At the National World War II Museum in New Orleans a sign asks the question that most visitors to the museum probably ask themselves: Why is New Orleans the host city for a museum dedicated to World War II? The answer is simple. It was home to the man who, as Supreme Allied Commander Dwight Eisenhower once put it, “won the war for us.”
Andrew Jackson Higgins, who died this week (Aug. 1) in 1952, was the founder of Higgins Industries, a New Orleans-based shipbuilding firm that built the famous “Landing Craft, Vehicle, Personnel,” better known as the LCVP, but best known as the “Higgins Boat.” The Higgins boat was a shallow-draft craft that could carry soldiers and equipment from offshore transport ships right up to the shoreline, allowing them to disembark quickly.
It was, in other words, the perfect craft if an army needed to invade enemy territory from the sea. And as it happened, on June 6, 1944 — better known as D-Day — an allied invasion force needed to cross the English Channel and land on the beaches of Normandy, France, in order to reclaim the European continent from the armies of Nazi Germany, which had controlled most of Europe since 1940. As Eisenhower also said, “If Higgins hadn’t designed and built those LCVPs, we never could have landed over an open beach. The whole strategy of the war would have been different.”

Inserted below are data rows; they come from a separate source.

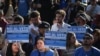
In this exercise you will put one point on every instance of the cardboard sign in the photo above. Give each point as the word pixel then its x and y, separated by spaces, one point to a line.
pixel 55 40
pixel 18 33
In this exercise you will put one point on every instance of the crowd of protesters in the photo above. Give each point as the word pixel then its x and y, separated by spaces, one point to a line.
pixel 51 15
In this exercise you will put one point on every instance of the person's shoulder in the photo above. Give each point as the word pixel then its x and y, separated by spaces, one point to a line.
pixel 55 24
pixel 34 51
pixel 79 48
pixel 66 24
pixel 96 49
pixel 50 50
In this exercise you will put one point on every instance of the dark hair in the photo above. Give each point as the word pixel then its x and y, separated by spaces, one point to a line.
pixel 19 18
pixel 9 51
pixel 34 14
pixel 89 35
pixel 61 12
pixel 44 24
pixel 97 31
pixel 68 39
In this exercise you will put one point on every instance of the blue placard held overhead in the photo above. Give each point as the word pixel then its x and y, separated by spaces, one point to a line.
pixel 18 33
pixel 78 30
pixel 55 40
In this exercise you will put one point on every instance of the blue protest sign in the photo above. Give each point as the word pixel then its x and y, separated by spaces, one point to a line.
pixel 55 40
pixel 78 30
pixel 17 33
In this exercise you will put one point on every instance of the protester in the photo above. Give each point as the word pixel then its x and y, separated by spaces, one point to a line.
pixel 33 27
pixel 60 25
pixel 3 22
pixel 93 8
pixel 71 44
pixel 43 27
pixel 96 35
pixel 41 49
pixel 14 49
pixel 81 20
pixel 87 49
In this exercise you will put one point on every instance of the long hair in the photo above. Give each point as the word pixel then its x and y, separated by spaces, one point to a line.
pixel 9 51
pixel 68 39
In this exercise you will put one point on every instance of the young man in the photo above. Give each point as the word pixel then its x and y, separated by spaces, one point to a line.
pixel 87 49
pixel 41 50
pixel 33 28
pixel 60 25
pixel 43 27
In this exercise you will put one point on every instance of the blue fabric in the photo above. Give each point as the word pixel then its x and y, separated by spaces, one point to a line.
pixel 92 52
pixel 23 7
pixel 47 53
pixel 63 4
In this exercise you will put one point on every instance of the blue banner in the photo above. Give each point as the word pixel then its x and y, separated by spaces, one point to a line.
pixel 55 40
pixel 78 30
pixel 18 33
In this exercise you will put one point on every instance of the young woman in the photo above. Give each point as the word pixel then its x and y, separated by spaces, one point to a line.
pixel 41 50
pixel 14 49
pixel 96 35
pixel 71 45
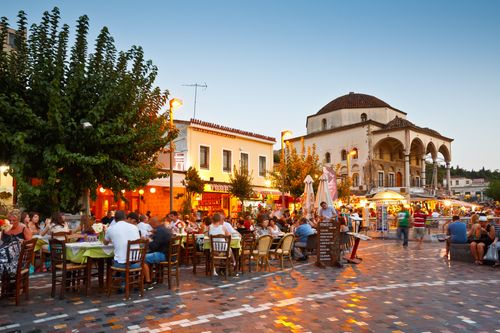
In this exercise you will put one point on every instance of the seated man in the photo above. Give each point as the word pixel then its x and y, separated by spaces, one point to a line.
pixel 303 231
pixel 119 235
pixel 456 232
pixel 158 247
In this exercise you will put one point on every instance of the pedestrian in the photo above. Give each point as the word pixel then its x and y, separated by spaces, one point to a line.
pixel 403 220
pixel 419 219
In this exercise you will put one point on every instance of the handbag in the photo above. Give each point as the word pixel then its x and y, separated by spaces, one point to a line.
pixel 9 255
pixel 492 253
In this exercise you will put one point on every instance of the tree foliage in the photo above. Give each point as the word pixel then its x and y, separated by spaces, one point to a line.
pixel 49 91
pixel 193 184
pixel 240 182
pixel 290 173
pixel 493 190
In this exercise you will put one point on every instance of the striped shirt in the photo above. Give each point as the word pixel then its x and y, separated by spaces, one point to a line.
pixel 419 219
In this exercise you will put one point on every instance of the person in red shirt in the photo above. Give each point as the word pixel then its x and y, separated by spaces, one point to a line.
pixel 419 219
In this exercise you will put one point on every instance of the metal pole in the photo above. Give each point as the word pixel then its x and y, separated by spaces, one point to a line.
pixel 348 172
pixel 283 171
pixel 171 116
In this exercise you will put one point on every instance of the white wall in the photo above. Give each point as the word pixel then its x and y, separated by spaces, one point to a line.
pixel 345 117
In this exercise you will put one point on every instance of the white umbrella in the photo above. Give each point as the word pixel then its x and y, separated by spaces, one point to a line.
pixel 308 197
pixel 323 192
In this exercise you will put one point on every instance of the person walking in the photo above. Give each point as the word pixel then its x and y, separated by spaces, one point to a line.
pixel 403 220
pixel 419 219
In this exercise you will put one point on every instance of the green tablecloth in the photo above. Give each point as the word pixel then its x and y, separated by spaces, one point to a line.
pixel 235 243
pixel 79 252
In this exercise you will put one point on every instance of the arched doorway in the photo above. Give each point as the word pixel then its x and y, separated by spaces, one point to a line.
pixel 399 179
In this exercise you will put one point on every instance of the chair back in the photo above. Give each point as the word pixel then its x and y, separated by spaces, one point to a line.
pixel 264 244
pixel 136 251
pixel 91 238
pixel 220 245
pixel 286 244
pixel 26 255
pixel 312 241
pixel 57 252
pixel 248 242
pixel 174 249
pixel 60 235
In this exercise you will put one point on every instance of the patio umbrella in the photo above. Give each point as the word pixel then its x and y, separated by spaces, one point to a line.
pixel 323 192
pixel 308 197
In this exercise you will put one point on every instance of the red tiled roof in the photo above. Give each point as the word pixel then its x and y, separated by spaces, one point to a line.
pixel 232 130
pixel 355 101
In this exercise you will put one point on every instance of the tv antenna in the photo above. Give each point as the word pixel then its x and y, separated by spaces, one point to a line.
pixel 196 86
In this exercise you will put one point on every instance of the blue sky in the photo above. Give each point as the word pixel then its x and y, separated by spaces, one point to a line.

The Higgins boat actually evolved from his earlier Eureka boat, which had helped oil drillers maneuver along the coastline of the Gulf of Mexico and the Mississippi River. The Eureka featured a recessed propeller built into the boat’s hull, which enabled it to maneuver in shallow waters where thick flora and other submerged objects rendered most boats useless. The Eureka also had a flat bow that allowed it to run right up to riverbanks and then easily disengage.